The basic idea is to project reservoir state to a large feature state, so the formulation of the network is:

\[r(n+1)=\tanh(Gz(n)+W^{\text{in}}p(n)+b)\] \[z(n+1)=\text{diag}(c(n))F'r(n)\]

where \(r(n)\in\mathbb{R}^{N\times 1}\), \(G\in\mathbb{R}^{N\times M}\), \(z(n)\in\mathbb{R}^{M\times 1}\), \(p(n)\in\mathbb{R}^{L\times 1}\), \(c(n)\in\mathbb{R}^{M\times 1}\), \(F'\in\mathbb{R}^{M\times N}\).

Now it’s easy to formulate the cost function as previous mentioned:

\[J(z, c)=\frac{1}{M}\sum_{i}||z_{i}-c_{i}z_{i}||^{2}+\frac{\alpha^{-2}}{M}\sum_{i}c_{i}^{2}\]
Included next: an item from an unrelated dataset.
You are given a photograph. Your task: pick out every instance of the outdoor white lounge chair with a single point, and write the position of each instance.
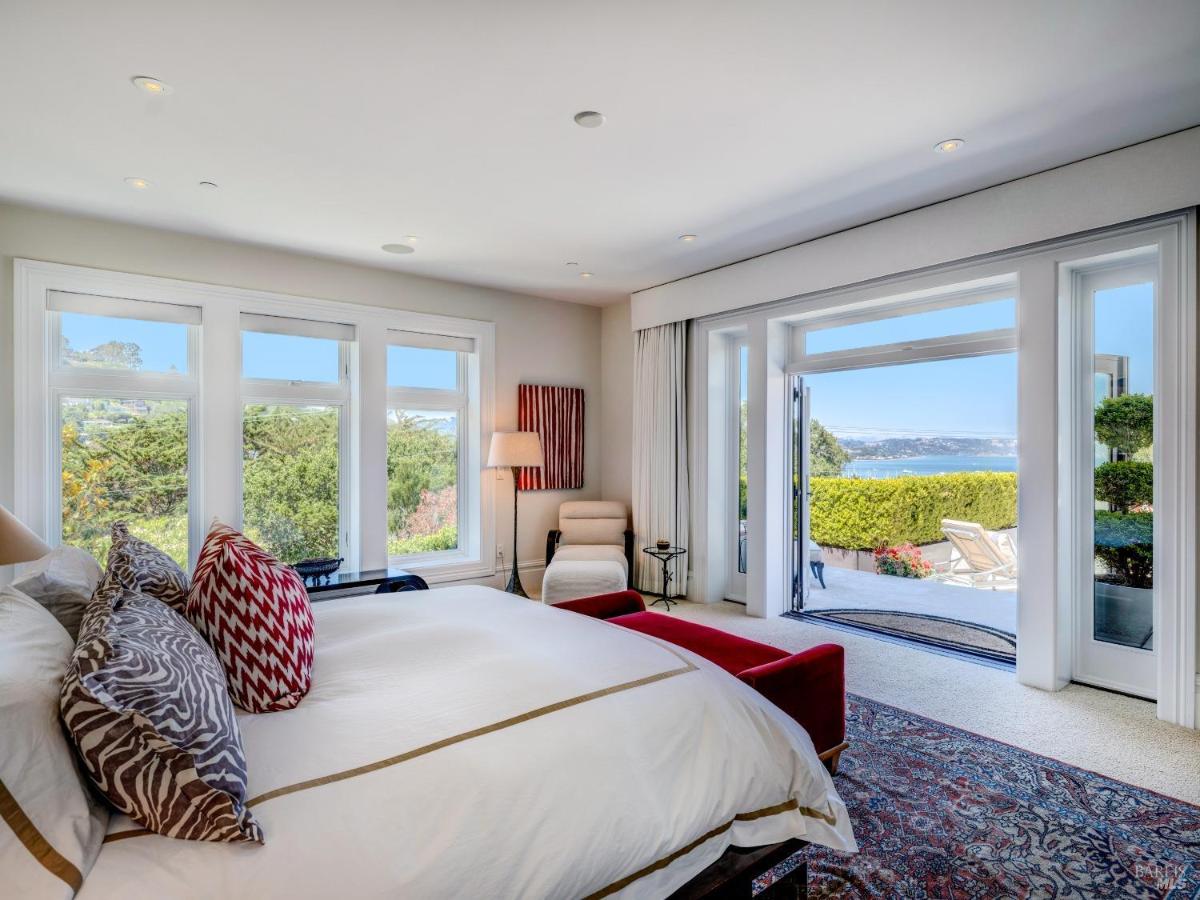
(978, 558)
You can also calculate the fixed-point solution in this way:

\[c_{i}=E\left[z_{i}^{2}\right] (E[z_{i}]+\alpha^{-2})^{-1}\]

And of course you can adapt the entire \(c\) using stochastic gradient descent.

Well, here is a drawback, and it’s a serious one: it’s very hard to scale up, especially for high-dimensional data like images. Withe millions of images, the system is going to compute between very large matrices.

At this point, we don’t really understand the full power of conceptor network and ELM yet. But one thing is for sure, there is no evidence where ELM or conceptor network is succeeded in large datasets, and this is also what we mostly worried.